The idea of a feature team is that it is a cross-functional team with all of the skills needed to deliver any given feature. To build one of these teams, you need to start with identifying what skills are used to create features. I'd usually recommend asking the teams. For a web product, the list would probably look something like:
graphic design, html/css, java/python/c#/whatever language, database
administration, [other domain knowledge areas for your company]
From here, you want to ask team members to rank themselves in each of these skills. Usually I use a scale something like this:
0 - no knowledge/experience
1 - beginner - someone should look over my work
2 - proficient - able to effectively work alone on most tasks
3 - expert - can take hard tasks and mentor others
Now you can take any team and see if they have gaps (nobody with a 2+ in a skill) or bottlenecks (only 1 person with a 2+ in a skill). If you want to reform your people into feature teams, just ask them to self-organize into groups that have no gaps or bottlenecks (you may decide some bottlenecks are ok for infrequently used skills).
Congratulations. Now you have teams that can all work on any given feature as needed.

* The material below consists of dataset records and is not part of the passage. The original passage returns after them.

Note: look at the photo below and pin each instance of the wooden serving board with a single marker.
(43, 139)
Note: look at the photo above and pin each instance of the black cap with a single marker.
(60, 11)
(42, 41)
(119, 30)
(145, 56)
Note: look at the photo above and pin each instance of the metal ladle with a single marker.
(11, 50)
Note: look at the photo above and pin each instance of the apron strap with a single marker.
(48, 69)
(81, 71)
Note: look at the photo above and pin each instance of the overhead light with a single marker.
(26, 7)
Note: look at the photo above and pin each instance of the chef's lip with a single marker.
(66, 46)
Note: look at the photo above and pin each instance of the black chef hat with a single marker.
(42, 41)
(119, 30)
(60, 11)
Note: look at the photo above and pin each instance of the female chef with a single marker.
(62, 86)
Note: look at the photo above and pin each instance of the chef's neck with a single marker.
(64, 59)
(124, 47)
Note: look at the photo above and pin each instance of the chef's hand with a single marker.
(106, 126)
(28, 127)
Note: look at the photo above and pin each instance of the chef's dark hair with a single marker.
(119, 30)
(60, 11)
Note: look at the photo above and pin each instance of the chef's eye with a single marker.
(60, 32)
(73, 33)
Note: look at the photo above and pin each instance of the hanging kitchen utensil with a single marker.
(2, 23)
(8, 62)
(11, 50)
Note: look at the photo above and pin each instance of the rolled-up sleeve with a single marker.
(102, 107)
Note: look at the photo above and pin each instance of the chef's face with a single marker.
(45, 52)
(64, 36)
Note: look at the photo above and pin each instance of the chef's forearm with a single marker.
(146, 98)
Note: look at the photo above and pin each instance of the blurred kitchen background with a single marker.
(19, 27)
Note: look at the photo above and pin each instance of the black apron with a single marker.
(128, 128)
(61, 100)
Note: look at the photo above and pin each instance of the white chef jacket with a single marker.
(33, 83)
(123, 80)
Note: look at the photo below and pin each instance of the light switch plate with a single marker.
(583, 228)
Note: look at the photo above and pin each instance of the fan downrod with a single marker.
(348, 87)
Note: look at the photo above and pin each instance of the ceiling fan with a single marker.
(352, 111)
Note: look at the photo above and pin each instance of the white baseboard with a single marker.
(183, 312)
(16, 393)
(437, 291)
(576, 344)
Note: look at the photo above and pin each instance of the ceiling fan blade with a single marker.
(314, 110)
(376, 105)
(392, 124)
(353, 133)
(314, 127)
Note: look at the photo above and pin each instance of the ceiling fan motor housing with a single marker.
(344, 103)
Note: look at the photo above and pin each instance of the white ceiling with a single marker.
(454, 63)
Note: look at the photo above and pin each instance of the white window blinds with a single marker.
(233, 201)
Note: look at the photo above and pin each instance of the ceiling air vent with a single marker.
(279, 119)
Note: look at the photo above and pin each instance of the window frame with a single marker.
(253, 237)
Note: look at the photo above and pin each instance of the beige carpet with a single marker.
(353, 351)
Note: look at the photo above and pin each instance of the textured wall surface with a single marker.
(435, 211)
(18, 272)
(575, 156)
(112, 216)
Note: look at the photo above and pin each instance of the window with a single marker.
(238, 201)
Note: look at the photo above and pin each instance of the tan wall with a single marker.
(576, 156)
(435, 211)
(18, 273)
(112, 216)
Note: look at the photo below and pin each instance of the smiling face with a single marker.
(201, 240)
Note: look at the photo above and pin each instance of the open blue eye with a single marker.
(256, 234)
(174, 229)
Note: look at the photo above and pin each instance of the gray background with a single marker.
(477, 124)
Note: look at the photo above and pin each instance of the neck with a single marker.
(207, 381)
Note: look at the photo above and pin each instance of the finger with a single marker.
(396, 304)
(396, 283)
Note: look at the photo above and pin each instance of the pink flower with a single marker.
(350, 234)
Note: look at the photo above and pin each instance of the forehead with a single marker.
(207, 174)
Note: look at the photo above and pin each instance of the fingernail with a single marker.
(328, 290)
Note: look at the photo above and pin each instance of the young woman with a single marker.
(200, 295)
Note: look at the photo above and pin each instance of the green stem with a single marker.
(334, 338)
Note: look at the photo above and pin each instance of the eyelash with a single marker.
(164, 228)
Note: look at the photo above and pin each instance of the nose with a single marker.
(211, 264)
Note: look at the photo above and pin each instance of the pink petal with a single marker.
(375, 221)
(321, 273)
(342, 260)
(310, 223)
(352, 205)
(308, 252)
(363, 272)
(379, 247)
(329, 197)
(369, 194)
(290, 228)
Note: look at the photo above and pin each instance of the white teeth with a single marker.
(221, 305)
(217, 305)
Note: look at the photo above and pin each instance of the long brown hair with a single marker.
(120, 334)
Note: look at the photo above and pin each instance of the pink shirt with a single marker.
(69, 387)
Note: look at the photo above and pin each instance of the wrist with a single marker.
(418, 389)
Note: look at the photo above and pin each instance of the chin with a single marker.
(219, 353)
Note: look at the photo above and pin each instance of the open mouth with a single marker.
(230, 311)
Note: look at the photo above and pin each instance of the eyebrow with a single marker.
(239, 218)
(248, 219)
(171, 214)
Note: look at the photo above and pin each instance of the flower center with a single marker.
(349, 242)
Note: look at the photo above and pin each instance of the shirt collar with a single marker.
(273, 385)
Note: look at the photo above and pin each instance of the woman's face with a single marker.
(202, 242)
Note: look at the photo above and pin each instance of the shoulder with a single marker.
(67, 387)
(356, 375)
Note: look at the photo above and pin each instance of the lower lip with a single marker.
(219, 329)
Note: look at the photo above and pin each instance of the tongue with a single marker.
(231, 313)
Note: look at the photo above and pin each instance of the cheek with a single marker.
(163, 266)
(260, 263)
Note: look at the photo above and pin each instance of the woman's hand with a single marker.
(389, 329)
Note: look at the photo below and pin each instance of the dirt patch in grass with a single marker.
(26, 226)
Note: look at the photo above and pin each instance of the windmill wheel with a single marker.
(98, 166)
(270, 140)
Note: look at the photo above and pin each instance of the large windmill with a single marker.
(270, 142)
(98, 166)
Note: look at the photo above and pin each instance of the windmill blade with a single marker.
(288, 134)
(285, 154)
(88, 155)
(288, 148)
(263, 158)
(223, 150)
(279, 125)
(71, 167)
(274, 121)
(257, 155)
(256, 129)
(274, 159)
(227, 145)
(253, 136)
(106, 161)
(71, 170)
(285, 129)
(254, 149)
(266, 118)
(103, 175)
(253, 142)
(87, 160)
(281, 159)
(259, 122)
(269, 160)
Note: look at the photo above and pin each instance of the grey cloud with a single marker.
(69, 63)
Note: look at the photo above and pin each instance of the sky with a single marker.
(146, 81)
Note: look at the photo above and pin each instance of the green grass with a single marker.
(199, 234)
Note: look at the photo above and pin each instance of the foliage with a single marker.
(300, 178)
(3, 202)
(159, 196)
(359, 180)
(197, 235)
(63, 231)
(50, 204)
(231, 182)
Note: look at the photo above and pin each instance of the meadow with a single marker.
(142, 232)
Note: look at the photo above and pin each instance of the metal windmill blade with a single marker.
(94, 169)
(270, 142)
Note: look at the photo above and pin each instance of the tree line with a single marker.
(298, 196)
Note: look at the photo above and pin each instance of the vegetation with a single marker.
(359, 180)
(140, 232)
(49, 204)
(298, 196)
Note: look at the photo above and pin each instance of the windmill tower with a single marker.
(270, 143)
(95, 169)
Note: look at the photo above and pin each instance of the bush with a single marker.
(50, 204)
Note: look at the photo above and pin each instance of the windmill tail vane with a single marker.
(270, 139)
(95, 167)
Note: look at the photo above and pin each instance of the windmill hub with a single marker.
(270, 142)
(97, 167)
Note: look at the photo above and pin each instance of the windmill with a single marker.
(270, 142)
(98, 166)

It is worth noting that something it makes sense to break your product down into areas and then the teams may work in one or two product areas, but this is usually reserved for incredibly large products (like Microsoft Office) or products where different areas have radically different skill sets (as an example, I worked in a datacenter company where some teams were building a web application and other teams were building customer storage hardware).